Marci Cozier said she focused on what she thought was best for her daughter. She and the other mothers there made an agreement to drink as much water as they could before their next weigh-in so that they would not reach the goal and therefore be sent home. Michaels heard of what they were doing and pulled Marci aside asking why she was hindering herself from reaching her goal, she said.
“It’s God first, and then family and everything else. I’m not in that equation,” Marci Cozier said.
Marci Cozier said after talking to Michaels, she reflected on their conversation through prayer.
“That’s when I realized that God lives right inside of me, and if God’s first, that means I’m first,” Marci Cozier said. “You can’t take care of others unless you take care of yourself first.”
“I learned to love the show because I realized what the show was about: mind, body, spirit.”
Courtney Cozier agreed and said “The Biggest Loser” was not just about losing weight. She said the show gave people hope.
“That is something the TV show doesn’t show America,” Courtney Cozier said. “It takes a while to change your body, but it takes a split second to change your mind,”
Marci and Courtney Cozier said they learned that lasting weight loss is reliant on a strong foundation.
”I know that when I go home, I have a plan, and if I deviate, I know I can go right back to it,” Marci Cozier said.
Courtney Cozier said being healthy is not just about the long-term goal, but about the daily or weekly goals.
“You have to celebrate the small victories too,” she said
They both emphasized the importance of creating a balance between everything in their lives.
“I’m healthier and happier on the inside because I found a balance,” Marci Cozier said. “We have to have peace in our mind before we can have peace in our body.”
Sophomore Ellen Raymond said she was most inspired by the Coziers’ faith during their journey.
“I liked how they talked about spirituality and the fact that it’s okay to have different opinions on loving your body,” Raymond said. ““I plan to not being so consumed with outside influences and working out and doing good things for myself and my body alone.”
Senior Lauren Osmanski said she found their view on inner beauty most inspiring.
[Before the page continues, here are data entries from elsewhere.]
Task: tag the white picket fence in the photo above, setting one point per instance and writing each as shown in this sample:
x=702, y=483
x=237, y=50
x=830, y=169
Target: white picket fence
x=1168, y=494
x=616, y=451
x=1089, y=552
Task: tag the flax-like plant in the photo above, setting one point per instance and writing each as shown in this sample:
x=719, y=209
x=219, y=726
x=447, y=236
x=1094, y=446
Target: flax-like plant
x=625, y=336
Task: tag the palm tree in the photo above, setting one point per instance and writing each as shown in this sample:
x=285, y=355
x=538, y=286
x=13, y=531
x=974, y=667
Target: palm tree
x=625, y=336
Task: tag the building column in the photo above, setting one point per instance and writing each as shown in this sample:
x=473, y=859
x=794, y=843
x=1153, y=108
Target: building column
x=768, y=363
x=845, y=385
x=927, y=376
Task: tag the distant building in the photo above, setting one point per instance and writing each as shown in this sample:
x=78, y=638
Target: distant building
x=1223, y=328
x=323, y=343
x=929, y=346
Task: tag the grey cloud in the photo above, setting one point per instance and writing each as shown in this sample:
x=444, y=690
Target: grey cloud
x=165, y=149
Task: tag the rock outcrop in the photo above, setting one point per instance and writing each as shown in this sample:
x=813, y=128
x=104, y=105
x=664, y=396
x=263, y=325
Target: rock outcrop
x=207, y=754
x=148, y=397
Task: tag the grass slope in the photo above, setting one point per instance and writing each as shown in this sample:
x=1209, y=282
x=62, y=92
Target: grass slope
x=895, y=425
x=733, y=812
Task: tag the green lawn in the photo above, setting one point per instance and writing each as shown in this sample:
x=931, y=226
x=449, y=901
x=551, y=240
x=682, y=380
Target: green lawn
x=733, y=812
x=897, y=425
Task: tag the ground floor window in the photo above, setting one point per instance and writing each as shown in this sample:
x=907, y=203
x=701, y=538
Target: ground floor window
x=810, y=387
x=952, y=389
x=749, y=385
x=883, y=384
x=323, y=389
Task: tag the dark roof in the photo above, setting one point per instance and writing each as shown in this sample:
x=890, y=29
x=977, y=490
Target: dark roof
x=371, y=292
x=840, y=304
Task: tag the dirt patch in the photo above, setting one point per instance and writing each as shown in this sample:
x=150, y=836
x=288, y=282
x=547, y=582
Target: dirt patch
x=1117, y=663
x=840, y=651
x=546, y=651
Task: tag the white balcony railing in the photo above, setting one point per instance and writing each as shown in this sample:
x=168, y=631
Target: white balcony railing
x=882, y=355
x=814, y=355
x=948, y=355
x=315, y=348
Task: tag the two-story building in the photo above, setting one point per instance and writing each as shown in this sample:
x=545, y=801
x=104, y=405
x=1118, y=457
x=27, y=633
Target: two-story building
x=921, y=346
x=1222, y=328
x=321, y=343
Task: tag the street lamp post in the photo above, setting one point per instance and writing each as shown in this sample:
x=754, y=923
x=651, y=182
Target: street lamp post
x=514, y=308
“It wasn’t about the weight loss; it was about changing her mental state and being more secure about her inner beauty,” Osmanski said.
Freshman Liana O’Grady said she planned to take what the mother-daughter team had said and apply it to her everyday life.
“I plan to look at things as steps rather than the big picture at first — I want to be proud of my accomplishments in the moment,” O’Grady said.